P K Page's 'Stories of Snow': "Where Silent, Unrefractive Whiteness Lies"
A non-definitive list of the ten poems which have been particularly significant in inviting me into the world of modern, almost-modern, post-modern and contemporary poetry would likely include the following:
Byzantium (W B Yeats)
The Waste Land (T S Eliot)
Foal (Vernon Watkins)
The Convergence of the Twain (Thomas Hardy)
Homecoming (Paul Celan)
At the Quinte Hotel (Al Purdy)
The Tollund Man (Seamus Heaney)
Bagpipe Music (Louis MacNeice)
The Shadow of Cain (Edith Sitwell)
Stories of Snow (P K Page)
I've written about some of these before, and they could probably all be an essay in themselves. To use one of my favourite over-used words, it is a pretty random list. Poems discovered by chance, poems studied in high school or university, poems which I wasn't sure I liked at the time but which ultimately took on greater meaning, poems I heard read by the poet themself (T S Eliot, I wish! In this case, Al Purdy), poems which led me on to poems I preferred by the same poet...and so on.

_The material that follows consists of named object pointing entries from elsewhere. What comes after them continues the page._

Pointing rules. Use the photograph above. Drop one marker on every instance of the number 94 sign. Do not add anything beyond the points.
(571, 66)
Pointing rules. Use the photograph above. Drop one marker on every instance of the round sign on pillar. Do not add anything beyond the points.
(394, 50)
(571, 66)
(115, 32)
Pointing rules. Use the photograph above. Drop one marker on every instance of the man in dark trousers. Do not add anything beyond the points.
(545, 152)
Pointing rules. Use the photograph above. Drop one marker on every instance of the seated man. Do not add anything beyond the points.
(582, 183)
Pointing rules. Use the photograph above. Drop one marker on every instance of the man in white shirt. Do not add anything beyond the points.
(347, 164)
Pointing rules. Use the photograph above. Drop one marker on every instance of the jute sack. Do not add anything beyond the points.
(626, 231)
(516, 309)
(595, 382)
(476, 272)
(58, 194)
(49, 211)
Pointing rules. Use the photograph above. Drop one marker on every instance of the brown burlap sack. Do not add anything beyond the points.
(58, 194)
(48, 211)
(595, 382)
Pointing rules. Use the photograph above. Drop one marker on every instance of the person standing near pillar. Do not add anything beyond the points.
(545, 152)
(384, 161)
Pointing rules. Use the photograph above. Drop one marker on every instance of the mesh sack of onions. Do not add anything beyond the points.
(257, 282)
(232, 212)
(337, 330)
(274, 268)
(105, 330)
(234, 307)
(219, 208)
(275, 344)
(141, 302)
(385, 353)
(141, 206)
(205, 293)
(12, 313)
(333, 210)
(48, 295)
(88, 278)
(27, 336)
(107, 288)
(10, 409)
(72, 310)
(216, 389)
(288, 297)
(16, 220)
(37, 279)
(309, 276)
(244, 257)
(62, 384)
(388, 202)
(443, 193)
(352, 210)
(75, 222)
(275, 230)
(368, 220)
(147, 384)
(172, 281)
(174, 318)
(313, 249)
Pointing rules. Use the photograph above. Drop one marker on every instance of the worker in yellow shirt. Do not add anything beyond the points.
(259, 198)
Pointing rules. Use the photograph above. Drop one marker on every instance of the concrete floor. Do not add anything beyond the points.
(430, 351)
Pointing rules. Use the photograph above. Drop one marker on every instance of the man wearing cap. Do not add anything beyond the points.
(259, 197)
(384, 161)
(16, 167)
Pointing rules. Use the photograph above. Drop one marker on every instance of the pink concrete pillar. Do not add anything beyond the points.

I've written before about the modern Canadian poetry class which I took in university and which turned out to be very pivotal in my literary life. Among other significant moments, I discovered P K Page in this class, and that was hugely important for me. 'Stories of Snow' can lay claim to being one of the greatest Canadian poems of all time, and simply a great poem, and you can read it here. (Due to the way the poem is reproduced, be prepared to page over a couple of times - it's a long-ish poem.)
STORIES OF SNOW (P K Page)
The Canadian landscape, the landscape of the West Coast rainforest I grew up in, the tropics, Northern Europe - all of these are invoked. More than this, these are emotional and metaphoric landscapes, snowy and blossoming worlds of poetry.
In that forwards/backwards/memory/premonition way which I've come to recognise, it seems as though this poem ties in with my Antarctic fascination (although that came a little later than my first reading of this poem). In the end, the reader is invited to "unlock/the colour with its complement and go/through to the area behind the eyes/where silent, unrefractive whiteness lies." P K Page was also a talented artist, and her poems are often powerfully visual, so there is an element of artistic curiosity and exploration here.
I feel, though, that these are mainly emotional landscapes and that this has something to do with my metaphoric/semi-realistic desire to escape the twittering and the human difficulty of the modern world and to go to Antarctica - somewhere more peaceful, where access to what is truly important becomes more direct and less encumbered. "Souvenir of some never nether land": this could be ancestral memory, too, or something that I'd pass on if I ever had descendants; again, forwards/backwards/memory/premonition. I'm just waiting to find out that I had an ancestor who went to Antarctica, though I would likely have heard about it by now.
The painting is by Akseli Gallen-Kallela, the magnificent Finnish artist.